Praktisi Ayurveda India tradisional memperkirakan sekitar satu dari setiap 1.000 orang dewasa India menderita Ooru Sthambam, otot yang sering keliru untuk artritis dan diperburuk oleh perawatan arthritis standar. Tidak seperti arthritis, Ooru Sthambam tidak menyerang sendi; alih-alih, itu menyebabkan mati rasa dan sirkulasi menurun pada otot-otot paha atas pasien. Praktisi Ayurveda menerapkan senyawa pasir rayap dan minyak mustard di sekitar paha pasien, membiarkan campuran di tempatnya selama sekitar 25 menit atau sampai sensasi terbakar berkembang. Perawatan berlanjut selama 25 menit setiap hari sampai pasien mengalami kelegaan. Praktisi melaporkan kasus ringan biasanya menanggapi perawatan pasir rayap dalam satu atau dua hari; kasus yang paling parah dalam catatan membutuhkan perawatan empat bulan setiap hari. Para ahli Ayurveda bersikeras bahwa formula rayap dan minyak mustard adalah satu-satunya obat yang efektif untuk Ooru Sthambam, dan mereka telah menemukan bahwa pasir rayap atau minyak mustard saja tidak membawa kelegaan. Mereka juga menemukan bahwa pasir rayap tampaknya tidak memiliki kegunaan medis lainnya.

  • Belatung Melakukan Pembersihan Besar

Pada tahun 1931, dokter Johns-Hopkins William Baer menerbitkan studi ilmiah pertama yang tepat tentang efektivitas belatung dalam perawatan luka. Baer pertama kali mengamati belatung dalam tindakan selama dinasnya sebagai ahli bedah medan perang dalam Perang Dunia I, dan ia melanjutkan studi terbatas dengan pasien terpilihnya dari tahun 1919, kembali ke Amerika Serikat hingga menyelesaikan penelitian perintisnya pada tahun 1929. Dalam uji klinisnya yang paling meyakinkan. , Baer memasukkan belatung ke dalam 21 luka terbuka pasien, mengamati “debridemen cepat” —bicara untuk menghilangkan jaringan yang mati, dan kemudian mendokumentasikan penghapusan belatung yang efisien dari patogen dari tempat luka pasien. Dalam dua bulan, semua 21 pasien Baer sembuh total dan dibebaskan dari rumah sakit.
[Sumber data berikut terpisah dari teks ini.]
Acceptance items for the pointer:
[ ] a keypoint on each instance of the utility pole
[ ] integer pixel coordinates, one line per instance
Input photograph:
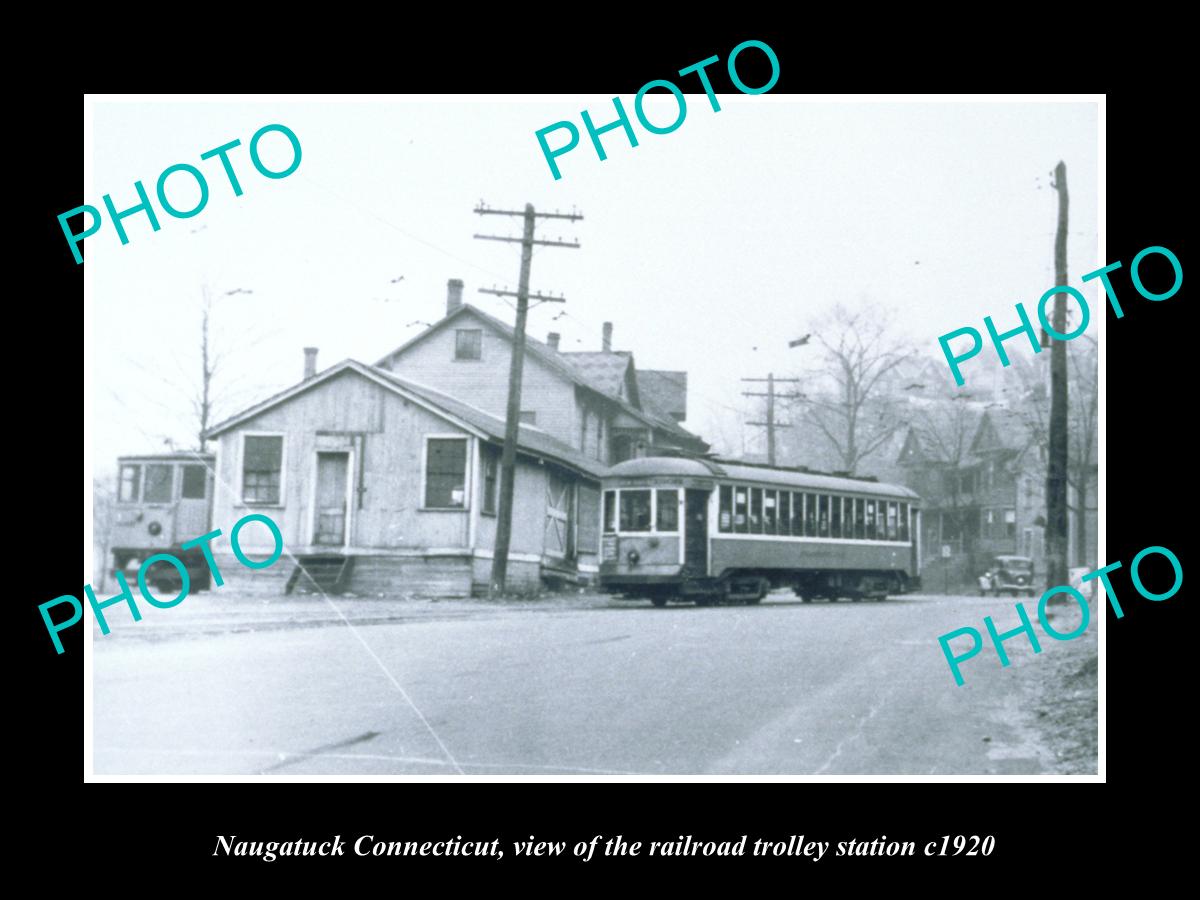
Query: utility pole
(771, 424)
(513, 415)
(1056, 467)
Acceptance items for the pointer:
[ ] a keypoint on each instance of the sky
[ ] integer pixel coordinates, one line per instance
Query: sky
(708, 249)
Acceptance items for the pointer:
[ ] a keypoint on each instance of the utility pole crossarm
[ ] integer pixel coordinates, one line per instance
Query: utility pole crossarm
(543, 298)
(522, 240)
(481, 209)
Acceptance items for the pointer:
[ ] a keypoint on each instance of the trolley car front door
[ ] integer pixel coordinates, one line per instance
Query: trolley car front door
(695, 540)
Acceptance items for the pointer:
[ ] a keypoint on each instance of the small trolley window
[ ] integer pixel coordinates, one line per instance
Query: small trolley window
(610, 511)
(635, 510)
(726, 511)
(755, 510)
(667, 511)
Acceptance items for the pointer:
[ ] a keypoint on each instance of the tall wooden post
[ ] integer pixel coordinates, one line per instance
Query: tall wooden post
(1056, 468)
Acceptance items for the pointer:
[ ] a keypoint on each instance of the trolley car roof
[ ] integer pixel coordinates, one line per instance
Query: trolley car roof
(693, 467)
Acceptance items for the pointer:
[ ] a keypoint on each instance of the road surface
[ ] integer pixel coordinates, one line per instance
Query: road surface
(576, 685)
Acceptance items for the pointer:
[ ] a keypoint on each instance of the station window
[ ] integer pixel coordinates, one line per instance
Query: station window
(160, 484)
(468, 343)
(667, 511)
(445, 473)
(491, 468)
(131, 483)
(195, 479)
(635, 510)
(262, 468)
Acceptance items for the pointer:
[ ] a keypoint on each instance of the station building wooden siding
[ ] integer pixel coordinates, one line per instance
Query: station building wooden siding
(376, 445)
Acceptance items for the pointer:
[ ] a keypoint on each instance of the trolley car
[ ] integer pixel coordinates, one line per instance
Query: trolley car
(162, 501)
(713, 531)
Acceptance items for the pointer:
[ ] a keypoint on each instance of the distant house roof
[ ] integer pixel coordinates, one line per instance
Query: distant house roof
(1003, 429)
(664, 393)
(606, 371)
(558, 361)
(531, 441)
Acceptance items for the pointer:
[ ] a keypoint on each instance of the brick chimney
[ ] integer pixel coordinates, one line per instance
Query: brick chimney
(454, 294)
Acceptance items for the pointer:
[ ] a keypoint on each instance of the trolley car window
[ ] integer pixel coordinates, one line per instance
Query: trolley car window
(635, 510)
(193, 483)
(667, 511)
(160, 483)
(131, 480)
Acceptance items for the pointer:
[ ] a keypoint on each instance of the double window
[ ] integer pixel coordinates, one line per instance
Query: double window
(445, 473)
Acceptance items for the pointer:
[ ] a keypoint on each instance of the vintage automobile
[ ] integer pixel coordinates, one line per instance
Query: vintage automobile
(1007, 574)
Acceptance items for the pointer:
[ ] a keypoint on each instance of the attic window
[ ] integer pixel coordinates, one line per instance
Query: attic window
(468, 343)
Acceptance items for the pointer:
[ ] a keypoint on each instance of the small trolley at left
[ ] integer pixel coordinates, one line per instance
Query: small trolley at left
(162, 501)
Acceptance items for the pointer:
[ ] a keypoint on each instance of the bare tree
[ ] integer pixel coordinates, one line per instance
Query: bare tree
(851, 407)
(204, 390)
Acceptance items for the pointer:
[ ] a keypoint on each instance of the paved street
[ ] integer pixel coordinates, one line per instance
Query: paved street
(581, 684)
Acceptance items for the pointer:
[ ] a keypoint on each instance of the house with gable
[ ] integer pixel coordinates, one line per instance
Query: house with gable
(989, 499)
(384, 479)
(597, 402)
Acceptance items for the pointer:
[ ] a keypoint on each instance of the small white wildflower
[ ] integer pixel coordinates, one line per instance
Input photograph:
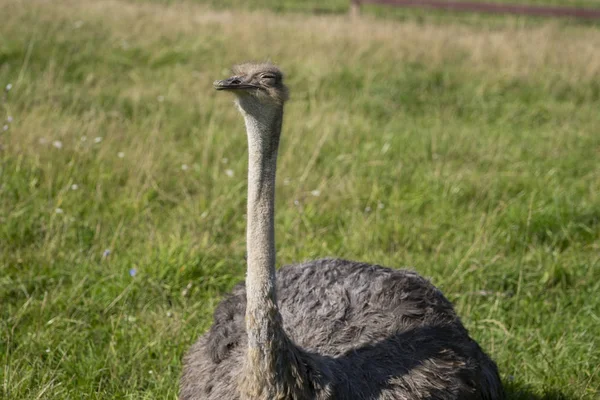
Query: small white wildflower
(185, 291)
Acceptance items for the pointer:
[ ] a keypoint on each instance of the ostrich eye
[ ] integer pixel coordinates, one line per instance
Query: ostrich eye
(268, 77)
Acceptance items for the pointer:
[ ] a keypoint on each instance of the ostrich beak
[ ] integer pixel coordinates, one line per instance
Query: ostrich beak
(233, 83)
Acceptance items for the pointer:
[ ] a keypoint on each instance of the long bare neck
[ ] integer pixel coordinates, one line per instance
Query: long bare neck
(274, 368)
(263, 321)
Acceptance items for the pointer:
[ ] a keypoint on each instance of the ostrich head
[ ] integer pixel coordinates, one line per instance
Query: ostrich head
(256, 86)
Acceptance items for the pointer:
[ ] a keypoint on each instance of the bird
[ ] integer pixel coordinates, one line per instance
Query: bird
(330, 328)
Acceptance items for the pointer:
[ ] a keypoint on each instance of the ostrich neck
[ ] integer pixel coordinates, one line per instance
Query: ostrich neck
(275, 368)
(263, 321)
(272, 360)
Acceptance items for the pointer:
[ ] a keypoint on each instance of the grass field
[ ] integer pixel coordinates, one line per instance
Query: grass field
(468, 152)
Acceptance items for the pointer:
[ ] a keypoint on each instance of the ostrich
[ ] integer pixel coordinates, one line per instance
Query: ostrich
(326, 329)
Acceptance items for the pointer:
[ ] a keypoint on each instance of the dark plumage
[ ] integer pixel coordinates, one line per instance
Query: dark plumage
(380, 333)
(327, 329)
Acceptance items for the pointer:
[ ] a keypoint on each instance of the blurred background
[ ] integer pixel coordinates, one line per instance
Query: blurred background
(465, 145)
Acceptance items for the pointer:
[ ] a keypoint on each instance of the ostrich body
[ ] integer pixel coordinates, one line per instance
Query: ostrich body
(326, 329)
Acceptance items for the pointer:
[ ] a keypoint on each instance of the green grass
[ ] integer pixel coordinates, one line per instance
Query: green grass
(468, 152)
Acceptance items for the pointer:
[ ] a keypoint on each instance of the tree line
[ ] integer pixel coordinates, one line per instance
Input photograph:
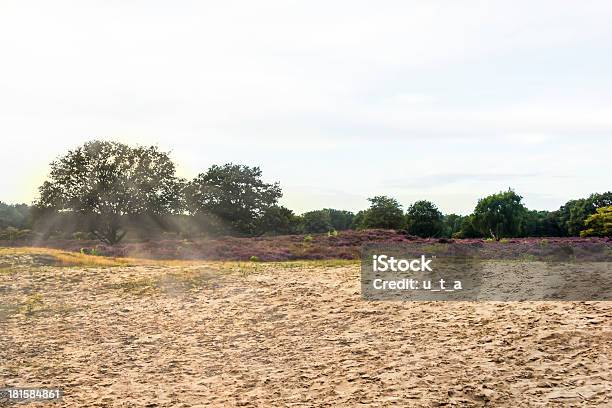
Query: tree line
(107, 189)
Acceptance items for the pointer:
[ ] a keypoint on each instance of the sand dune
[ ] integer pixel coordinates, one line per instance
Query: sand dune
(289, 335)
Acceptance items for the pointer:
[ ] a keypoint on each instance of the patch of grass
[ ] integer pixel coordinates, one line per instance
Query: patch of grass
(33, 304)
(137, 287)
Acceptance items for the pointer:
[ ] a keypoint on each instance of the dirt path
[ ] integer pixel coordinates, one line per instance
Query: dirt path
(289, 336)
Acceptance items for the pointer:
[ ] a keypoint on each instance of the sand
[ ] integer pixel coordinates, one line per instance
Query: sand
(289, 335)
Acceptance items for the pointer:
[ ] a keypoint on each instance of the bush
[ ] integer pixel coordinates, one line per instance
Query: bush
(316, 221)
(599, 224)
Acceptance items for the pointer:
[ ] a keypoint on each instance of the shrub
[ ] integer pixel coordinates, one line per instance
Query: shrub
(599, 224)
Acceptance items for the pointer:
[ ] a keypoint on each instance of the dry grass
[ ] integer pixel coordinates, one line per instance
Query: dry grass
(65, 258)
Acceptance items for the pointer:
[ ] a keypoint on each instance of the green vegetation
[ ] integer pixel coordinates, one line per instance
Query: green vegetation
(235, 194)
(424, 219)
(104, 182)
(500, 215)
(384, 212)
(109, 190)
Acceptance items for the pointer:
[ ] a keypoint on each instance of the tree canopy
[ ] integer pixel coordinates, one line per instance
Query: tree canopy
(500, 215)
(107, 181)
(234, 193)
(424, 219)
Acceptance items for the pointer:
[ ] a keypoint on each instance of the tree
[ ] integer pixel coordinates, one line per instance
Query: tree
(14, 215)
(340, 219)
(540, 224)
(599, 224)
(468, 228)
(384, 212)
(316, 221)
(451, 224)
(234, 193)
(107, 182)
(279, 220)
(500, 215)
(574, 213)
(424, 219)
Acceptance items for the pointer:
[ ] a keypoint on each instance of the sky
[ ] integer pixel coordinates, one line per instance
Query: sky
(337, 100)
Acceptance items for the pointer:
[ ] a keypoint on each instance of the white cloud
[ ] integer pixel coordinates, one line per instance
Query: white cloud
(311, 91)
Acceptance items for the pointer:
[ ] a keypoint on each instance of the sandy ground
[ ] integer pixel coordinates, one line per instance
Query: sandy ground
(289, 335)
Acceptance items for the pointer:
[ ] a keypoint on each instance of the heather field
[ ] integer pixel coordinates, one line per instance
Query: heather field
(133, 332)
(344, 245)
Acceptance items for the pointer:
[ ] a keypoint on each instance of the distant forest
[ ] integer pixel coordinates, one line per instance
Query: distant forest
(109, 190)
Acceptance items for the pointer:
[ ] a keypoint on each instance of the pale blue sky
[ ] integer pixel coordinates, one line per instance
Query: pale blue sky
(339, 101)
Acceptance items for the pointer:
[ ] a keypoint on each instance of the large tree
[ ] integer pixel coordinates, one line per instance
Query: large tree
(234, 193)
(500, 215)
(598, 224)
(424, 219)
(384, 212)
(108, 182)
(573, 214)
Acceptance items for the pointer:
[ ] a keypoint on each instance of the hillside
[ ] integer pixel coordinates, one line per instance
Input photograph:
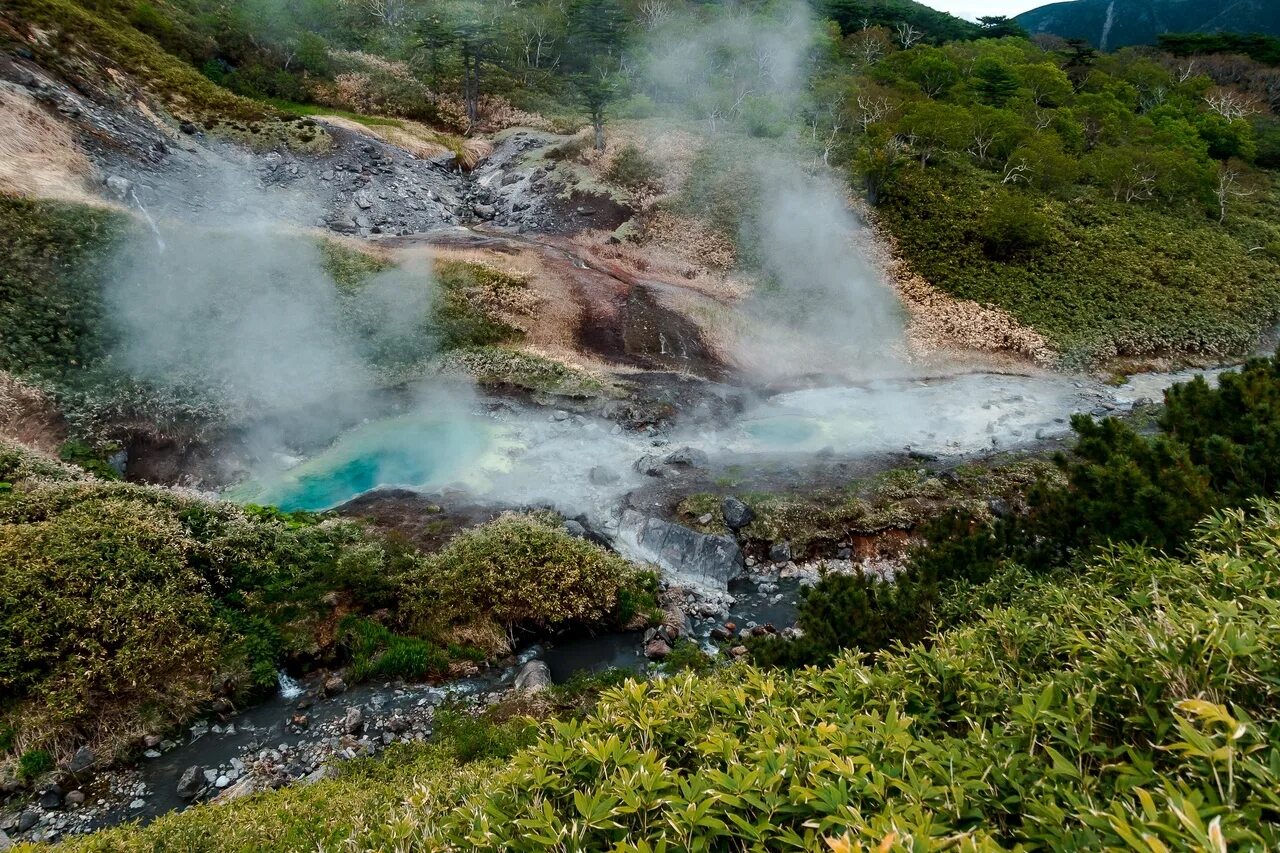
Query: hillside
(1115, 23)
(634, 424)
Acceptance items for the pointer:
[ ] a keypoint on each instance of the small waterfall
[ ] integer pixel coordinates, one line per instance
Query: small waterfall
(151, 223)
(289, 688)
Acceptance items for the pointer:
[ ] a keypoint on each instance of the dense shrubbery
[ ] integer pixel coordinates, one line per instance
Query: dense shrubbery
(1217, 448)
(520, 573)
(126, 609)
(1130, 705)
(1078, 192)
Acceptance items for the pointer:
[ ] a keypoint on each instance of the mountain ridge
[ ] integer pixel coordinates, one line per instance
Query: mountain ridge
(1118, 23)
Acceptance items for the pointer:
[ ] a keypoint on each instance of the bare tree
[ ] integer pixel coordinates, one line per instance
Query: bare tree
(1229, 186)
(908, 35)
(389, 13)
(1232, 104)
(1016, 169)
(868, 46)
(654, 13)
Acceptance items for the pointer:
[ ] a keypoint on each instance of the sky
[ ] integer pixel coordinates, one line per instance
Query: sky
(970, 9)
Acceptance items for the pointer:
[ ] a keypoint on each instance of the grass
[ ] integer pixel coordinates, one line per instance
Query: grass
(1052, 723)
(295, 108)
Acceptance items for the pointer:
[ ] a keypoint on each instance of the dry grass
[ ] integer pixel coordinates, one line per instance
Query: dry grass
(28, 415)
(37, 154)
(944, 325)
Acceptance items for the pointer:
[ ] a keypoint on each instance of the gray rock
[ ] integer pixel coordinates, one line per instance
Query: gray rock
(657, 648)
(1000, 507)
(533, 676)
(81, 761)
(120, 187)
(353, 723)
(191, 781)
(602, 475)
(688, 457)
(650, 465)
(686, 555)
(736, 514)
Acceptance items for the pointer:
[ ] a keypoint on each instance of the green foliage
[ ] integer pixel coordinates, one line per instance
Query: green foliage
(686, 656)
(91, 459)
(32, 763)
(1217, 448)
(519, 571)
(1064, 692)
(476, 738)
(50, 310)
(375, 651)
(122, 607)
(1111, 245)
(1013, 227)
(634, 169)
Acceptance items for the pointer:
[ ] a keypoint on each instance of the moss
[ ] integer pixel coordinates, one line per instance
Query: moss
(899, 498)
(1114, 279)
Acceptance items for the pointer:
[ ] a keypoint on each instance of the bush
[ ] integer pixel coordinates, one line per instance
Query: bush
(634, 169)
(32, 763)
(519, 571)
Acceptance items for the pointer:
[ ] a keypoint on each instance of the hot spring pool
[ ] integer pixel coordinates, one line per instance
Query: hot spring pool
(412, 451)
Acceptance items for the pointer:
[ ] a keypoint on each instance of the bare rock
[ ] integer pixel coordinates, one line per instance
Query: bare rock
(533, 676)
(191, 781)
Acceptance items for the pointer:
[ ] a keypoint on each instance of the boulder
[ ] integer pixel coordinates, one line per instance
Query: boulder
(533, 676)
(736, 514)
(657, 648)
(191, 781)
(685, 555)
(81, 761)
(353, 721)
(120, 187)
(688, 457)
(602, 475)
(650, 465)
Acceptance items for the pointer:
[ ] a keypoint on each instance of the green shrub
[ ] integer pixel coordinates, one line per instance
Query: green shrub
(375, 651)
(519, 571)
(1127, 706)
(32, 763)
(632, 168)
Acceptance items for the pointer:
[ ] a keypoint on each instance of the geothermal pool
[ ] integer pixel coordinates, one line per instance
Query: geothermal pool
(519, 455)
(420, 450)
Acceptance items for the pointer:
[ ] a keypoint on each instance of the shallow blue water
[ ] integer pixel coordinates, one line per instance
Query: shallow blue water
(415, 451)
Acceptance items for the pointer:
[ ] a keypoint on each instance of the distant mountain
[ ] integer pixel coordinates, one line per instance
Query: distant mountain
(936, 26)
(1115, 23)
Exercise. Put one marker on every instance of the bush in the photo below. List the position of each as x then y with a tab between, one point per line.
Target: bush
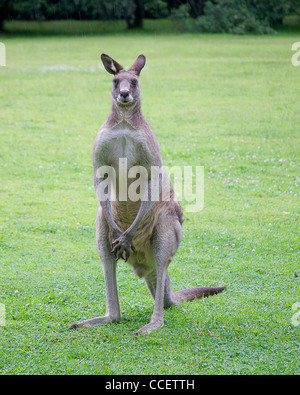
232	16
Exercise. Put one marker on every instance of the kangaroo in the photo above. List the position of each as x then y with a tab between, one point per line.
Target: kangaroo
146	232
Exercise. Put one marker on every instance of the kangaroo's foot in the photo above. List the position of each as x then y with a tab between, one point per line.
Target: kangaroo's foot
152	326
95	321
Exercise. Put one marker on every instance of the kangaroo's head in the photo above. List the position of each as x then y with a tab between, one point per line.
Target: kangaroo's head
125	89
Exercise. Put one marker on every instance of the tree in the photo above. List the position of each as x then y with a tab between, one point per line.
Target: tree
4	7
135	13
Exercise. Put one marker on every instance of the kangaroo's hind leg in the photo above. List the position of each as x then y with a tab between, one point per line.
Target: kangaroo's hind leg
166	238
109	268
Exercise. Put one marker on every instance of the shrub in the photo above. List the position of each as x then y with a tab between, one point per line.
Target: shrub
232	16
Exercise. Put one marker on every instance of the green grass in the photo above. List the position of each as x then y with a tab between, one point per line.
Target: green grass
228	103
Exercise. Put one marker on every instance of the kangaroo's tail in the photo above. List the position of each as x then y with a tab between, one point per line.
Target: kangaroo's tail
195	293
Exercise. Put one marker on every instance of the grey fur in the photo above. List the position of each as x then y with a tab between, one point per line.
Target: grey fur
146	234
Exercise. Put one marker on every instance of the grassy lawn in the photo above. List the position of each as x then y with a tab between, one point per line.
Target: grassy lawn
228	103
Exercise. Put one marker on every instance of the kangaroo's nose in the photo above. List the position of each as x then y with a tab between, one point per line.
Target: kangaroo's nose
124	94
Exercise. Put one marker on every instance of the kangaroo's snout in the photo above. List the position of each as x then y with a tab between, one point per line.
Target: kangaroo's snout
124	94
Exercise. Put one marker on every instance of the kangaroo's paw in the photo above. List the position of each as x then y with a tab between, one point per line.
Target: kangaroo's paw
94	321
152	326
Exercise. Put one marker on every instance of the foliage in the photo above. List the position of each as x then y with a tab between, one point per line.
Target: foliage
238	17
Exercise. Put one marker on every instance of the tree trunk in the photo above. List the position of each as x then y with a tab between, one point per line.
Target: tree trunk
136	19
197	8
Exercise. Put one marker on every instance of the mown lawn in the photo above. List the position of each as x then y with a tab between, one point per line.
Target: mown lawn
228	103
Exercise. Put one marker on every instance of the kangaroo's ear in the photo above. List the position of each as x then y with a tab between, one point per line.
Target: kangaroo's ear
110	64
138	65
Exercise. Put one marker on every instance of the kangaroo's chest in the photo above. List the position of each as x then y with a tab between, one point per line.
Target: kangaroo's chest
121	145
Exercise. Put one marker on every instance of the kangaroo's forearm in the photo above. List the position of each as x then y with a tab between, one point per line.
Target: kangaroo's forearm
143	210
106	207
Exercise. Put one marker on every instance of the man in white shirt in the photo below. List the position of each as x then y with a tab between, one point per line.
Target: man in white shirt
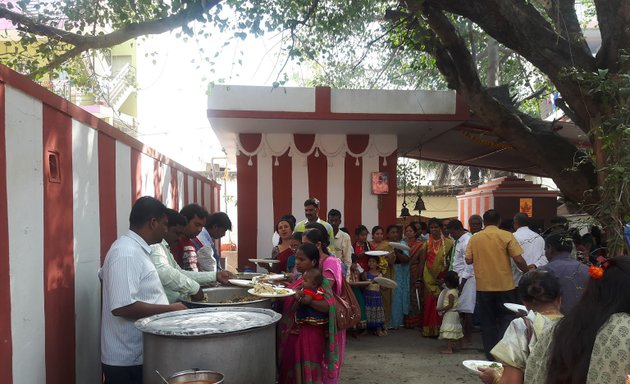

Lederle Pharmaceuticals segera mulai membiakkan dan mendistribusikan “belatung bedah,” yang hanya memberi makan pada jaringan yang mati, dan terapi belatung menjadi praktik klinis standar di rumah sakit Amerika sampai pengembangan penisilin dan antibiotik kuat lainnya mengakhiri penggunaan larva untuk lavage secara luas.

Serangga Yang Dapat Dijadikan Obat-obatan!

Pada tahun 1989, dokter Universitas California Ronald Sherman memperkenalkan kembali terapi belatung untuk digunakan dengan pasien yang luka-lukanya gagal merespon antibiotik dan dengan korban bakteri pemakan daging. Hasilnya sangat spektakuler seperti percobaan pertama Baer. Sejak Sherman tidak lagi menggunakan terapi belatung, terapi ini menjadi pengobatan standar untuk infeksi Staph dan luka bakar serius.

  • Manfaat Lebah Berlimpah

Penggunaan produk lebah untuk tujuan pengobatan menonjol sebagai salah satu dari beberapa obat “alternatif” yang memiliki istilah teknisnya sendiri— “apitheraphy,” digerakkan dengan baik dari istilah Latin yang berarti, secara harfiah tetapi tidak terlalu mengejutkan, “penyembuhan dengan lebah.” Apitherapists menggunakan beragam produk lebah dalam perawatan mereka, dan mereka sering mencampurkan produk lebah dengan ramuan kuat, meramu suplemen makanan yang menghilangkan gejala keluhan kronis. Jamu dan ahli homeopati sering merawat pasien radang sendi dengan racun lebah seperti halnya pembela semut Amerika Selatan menggunakan racun semut iblis mereka untuk mengurangi peradangan dan menghilangkan rasa sakit. Penelitian terbaru menegaskan bahwa produk lebah mempromosikan sistem kekebalan tubuh yang sehat, meningkatkan sirkulasi dan mengurangi peradangan, menjadikannya sesuai untuk digunakan dengan pasien yang menderita segala sesuatu mulai dari sakit kepala migrain hingga disfungsi ereksi.

Demikian beberapa jenis serangga yang dapat dijadikan obat untuk manusia! Terimakasih sudah membaca artikel kami ya!